Intrinsic plasticity of silicon nanowire neurotransistors for dynamic memory and learning functions
E. Baek, N. R. Das, C. V. Cannistraci, T. Rim, G. S. C. Bermúdez, K. Nych, H. Cho, K. Kim, C. K. Baek, D. Makarov, R. Tetzlaff, L. Chua, L. Baraban, and G. Cuniberti
Nature Electronics 3, 398–408 (2020)
Neuromorphic architectures merge learning and memory functions within a single unit cell and in a neuron-like fashion. Research community has mainly focused on the plasticity of artificial synapses. However the intrinsic plasticity of the neuronal membrane is also important in the implementation of neuromorphic information processing.
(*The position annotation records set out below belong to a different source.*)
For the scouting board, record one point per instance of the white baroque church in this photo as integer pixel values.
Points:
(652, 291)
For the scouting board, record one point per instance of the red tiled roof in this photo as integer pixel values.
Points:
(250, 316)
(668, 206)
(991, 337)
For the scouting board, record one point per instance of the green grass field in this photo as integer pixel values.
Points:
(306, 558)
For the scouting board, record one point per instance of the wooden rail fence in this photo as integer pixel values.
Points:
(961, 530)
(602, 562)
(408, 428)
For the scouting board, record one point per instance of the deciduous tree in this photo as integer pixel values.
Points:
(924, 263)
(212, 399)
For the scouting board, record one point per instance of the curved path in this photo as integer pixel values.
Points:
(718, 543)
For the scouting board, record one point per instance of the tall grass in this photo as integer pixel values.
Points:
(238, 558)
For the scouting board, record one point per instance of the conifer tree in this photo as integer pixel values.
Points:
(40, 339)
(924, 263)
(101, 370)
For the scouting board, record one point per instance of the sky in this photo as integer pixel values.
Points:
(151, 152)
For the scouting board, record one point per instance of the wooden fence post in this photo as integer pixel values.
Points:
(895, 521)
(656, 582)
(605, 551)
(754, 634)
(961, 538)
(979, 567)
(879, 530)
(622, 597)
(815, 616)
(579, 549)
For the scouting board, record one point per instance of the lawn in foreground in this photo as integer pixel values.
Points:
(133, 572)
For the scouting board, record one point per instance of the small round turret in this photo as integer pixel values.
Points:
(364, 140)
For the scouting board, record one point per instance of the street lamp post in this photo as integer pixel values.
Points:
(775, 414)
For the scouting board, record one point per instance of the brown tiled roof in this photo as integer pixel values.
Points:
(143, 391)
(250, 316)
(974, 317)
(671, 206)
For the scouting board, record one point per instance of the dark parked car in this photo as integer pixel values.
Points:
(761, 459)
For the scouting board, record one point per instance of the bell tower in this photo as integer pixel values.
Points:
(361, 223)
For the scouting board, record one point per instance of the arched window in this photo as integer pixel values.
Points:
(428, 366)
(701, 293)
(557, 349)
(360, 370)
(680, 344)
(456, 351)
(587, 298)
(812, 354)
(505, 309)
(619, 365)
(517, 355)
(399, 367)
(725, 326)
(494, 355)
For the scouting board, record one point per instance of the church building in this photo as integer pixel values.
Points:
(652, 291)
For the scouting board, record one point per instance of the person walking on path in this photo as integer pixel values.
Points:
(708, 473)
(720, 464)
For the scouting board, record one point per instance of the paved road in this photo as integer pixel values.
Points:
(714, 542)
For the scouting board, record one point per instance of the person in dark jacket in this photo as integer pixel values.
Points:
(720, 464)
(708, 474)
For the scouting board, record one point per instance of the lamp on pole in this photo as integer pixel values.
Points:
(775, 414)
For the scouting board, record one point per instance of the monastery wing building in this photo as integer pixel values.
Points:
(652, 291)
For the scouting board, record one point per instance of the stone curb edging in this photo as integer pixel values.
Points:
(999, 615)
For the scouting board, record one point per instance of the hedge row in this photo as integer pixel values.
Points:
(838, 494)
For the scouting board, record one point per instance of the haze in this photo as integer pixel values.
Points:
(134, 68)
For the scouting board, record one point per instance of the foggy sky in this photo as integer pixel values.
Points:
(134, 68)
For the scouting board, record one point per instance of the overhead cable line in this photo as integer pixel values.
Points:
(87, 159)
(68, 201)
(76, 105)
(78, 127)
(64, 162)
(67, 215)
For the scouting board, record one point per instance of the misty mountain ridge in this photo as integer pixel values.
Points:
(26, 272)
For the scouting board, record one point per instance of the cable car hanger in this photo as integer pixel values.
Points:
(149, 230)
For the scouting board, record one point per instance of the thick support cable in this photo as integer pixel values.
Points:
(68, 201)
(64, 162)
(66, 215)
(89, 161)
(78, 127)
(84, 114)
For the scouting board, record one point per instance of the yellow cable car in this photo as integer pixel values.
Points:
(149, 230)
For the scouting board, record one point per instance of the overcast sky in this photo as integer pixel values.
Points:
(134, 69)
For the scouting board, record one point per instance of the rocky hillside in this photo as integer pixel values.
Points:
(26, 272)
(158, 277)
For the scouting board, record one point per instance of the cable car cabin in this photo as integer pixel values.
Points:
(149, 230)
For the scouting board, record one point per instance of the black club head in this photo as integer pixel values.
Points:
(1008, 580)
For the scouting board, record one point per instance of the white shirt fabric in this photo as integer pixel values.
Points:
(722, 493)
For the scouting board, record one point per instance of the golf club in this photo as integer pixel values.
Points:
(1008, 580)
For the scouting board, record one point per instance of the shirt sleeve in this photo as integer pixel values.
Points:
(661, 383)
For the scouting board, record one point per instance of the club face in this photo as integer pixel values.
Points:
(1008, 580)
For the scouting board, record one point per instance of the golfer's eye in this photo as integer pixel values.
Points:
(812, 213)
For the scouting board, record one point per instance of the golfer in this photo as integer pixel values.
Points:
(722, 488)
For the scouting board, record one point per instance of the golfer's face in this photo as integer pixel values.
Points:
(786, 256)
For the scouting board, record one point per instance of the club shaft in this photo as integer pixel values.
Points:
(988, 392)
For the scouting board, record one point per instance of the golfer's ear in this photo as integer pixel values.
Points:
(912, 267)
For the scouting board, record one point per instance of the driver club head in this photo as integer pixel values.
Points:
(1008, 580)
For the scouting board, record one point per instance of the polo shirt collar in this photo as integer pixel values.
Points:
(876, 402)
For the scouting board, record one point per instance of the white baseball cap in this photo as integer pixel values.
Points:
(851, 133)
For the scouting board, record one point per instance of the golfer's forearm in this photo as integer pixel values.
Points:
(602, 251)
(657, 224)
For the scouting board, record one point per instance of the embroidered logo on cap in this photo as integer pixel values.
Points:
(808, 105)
Here, we report a neurotransistor made from a silicon nanowire transistor coated by an ion-doped sol–gel silicate film that can emulate the intrinsic plasticity of the neuronal membrane. The neurotransistors are manufactured using a conventional complementary metal–oxide–semiconductor (CMOS) process on an 8-inch silicon-on-insulator wafer. Mobile ions allow the film to act as a pseudo-gate that generates memory and allows the neurotransistor to display plasticity. We show that multiple pulsed input signals of the neurotransistor are nonlinearly processed by sigmoidal transformation into the output current, resembling the functioning of a neuronal membrane. The output response is governed by the input signal history, which is stored as ionic states within the silicate film, and thereby providing the neurotransistor with learning capabilities.